To combat this narrative, Schwartz said the company will be looking to be more proactive with its marketing and media relations.

It also hopes boost sales by improving its mobile app and the quality of its lunch offerings, revamp some locations, and by bringing in new management.

In December, Restaurant Brands appointed Alex Macedo to the post of president of Tim Hortons. Macedo previously served as the president of North America for Burger King, helping to lead a turnaround of the burger chain’s business.

Burger King reported same-store sales growth of 3.8 percent for the first quarter, higher than the 3.5 percent analysts had expected, according to Thomson Reuters data.

During Macedo’s stint with BK, the brand was known for delivering quirky menu items, like mac ‘n cheese bites and a variety of flavored chicken fries. Schwartz said that Tim Hortons plans to introduce new espresso-based beverages and sandwiches. It recently revamped its turkey bacon club and added an artisan grilled cheese sandwich.

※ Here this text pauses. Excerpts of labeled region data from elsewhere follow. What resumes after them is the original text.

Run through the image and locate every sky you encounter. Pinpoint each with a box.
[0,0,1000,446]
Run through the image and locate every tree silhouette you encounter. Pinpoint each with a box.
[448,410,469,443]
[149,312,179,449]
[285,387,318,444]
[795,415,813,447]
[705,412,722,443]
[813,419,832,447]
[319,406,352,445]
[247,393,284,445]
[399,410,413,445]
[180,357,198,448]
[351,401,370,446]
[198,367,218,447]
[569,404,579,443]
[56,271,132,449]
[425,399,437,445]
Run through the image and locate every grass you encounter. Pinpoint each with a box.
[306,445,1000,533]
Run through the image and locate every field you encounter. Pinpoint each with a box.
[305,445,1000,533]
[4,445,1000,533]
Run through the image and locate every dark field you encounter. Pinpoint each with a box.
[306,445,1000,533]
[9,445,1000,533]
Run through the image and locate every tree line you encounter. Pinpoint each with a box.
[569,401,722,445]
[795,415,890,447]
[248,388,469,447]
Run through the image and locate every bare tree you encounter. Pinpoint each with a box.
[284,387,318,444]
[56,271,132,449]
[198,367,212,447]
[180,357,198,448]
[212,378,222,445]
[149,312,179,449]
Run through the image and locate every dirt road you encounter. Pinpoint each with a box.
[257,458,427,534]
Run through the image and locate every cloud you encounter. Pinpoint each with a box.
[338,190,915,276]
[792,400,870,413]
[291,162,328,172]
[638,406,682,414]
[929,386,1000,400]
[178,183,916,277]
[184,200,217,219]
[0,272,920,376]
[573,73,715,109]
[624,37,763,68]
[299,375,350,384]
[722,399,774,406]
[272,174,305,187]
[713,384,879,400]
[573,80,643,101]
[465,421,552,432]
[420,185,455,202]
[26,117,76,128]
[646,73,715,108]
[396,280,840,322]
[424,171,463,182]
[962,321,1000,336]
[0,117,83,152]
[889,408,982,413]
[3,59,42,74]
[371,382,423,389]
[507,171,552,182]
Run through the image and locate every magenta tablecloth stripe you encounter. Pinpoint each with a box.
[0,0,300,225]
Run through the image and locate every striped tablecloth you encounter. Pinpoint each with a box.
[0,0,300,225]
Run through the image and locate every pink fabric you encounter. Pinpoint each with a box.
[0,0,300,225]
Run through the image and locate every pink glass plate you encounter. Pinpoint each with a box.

Over the next four years, Restaurant Brands will roll out a new restaurant design at Tim Hortons to provide a more natural and modern feel, with Canadian maple tables and new artwork. The company has already opened 10 of these restaurants in Canada.

Schwartz said that responses to the new design have been positive, with 75 percent of customers who visited one saying they would be more likely to become repeat visitors.

“I want to reemphasize that we don’t think the current challenges at Tim Hortons can be addressed with a series of short easy fixes,” Schwartz said on the call.

Despite issues at Tim Hortons, Restaurant Brands topped analysts’ estimates on Tuesday thanks, in part, to strength at Burger King and continued growth at Popeye’s, which it acquired in February of last year.

Restaurant Brands said it changed its accounting standards at the start of the year to reflect a change in the timing of franchise fee revenue and other items. Under the new standards, the company’s net income was $147.8 million, or 59 cents a share, for the three months ended March 31.

Excluding items, Restaurant Brands earned 66 cents per share, beating analysts’ average estimate of 56 cents, according to Thomson Reuters.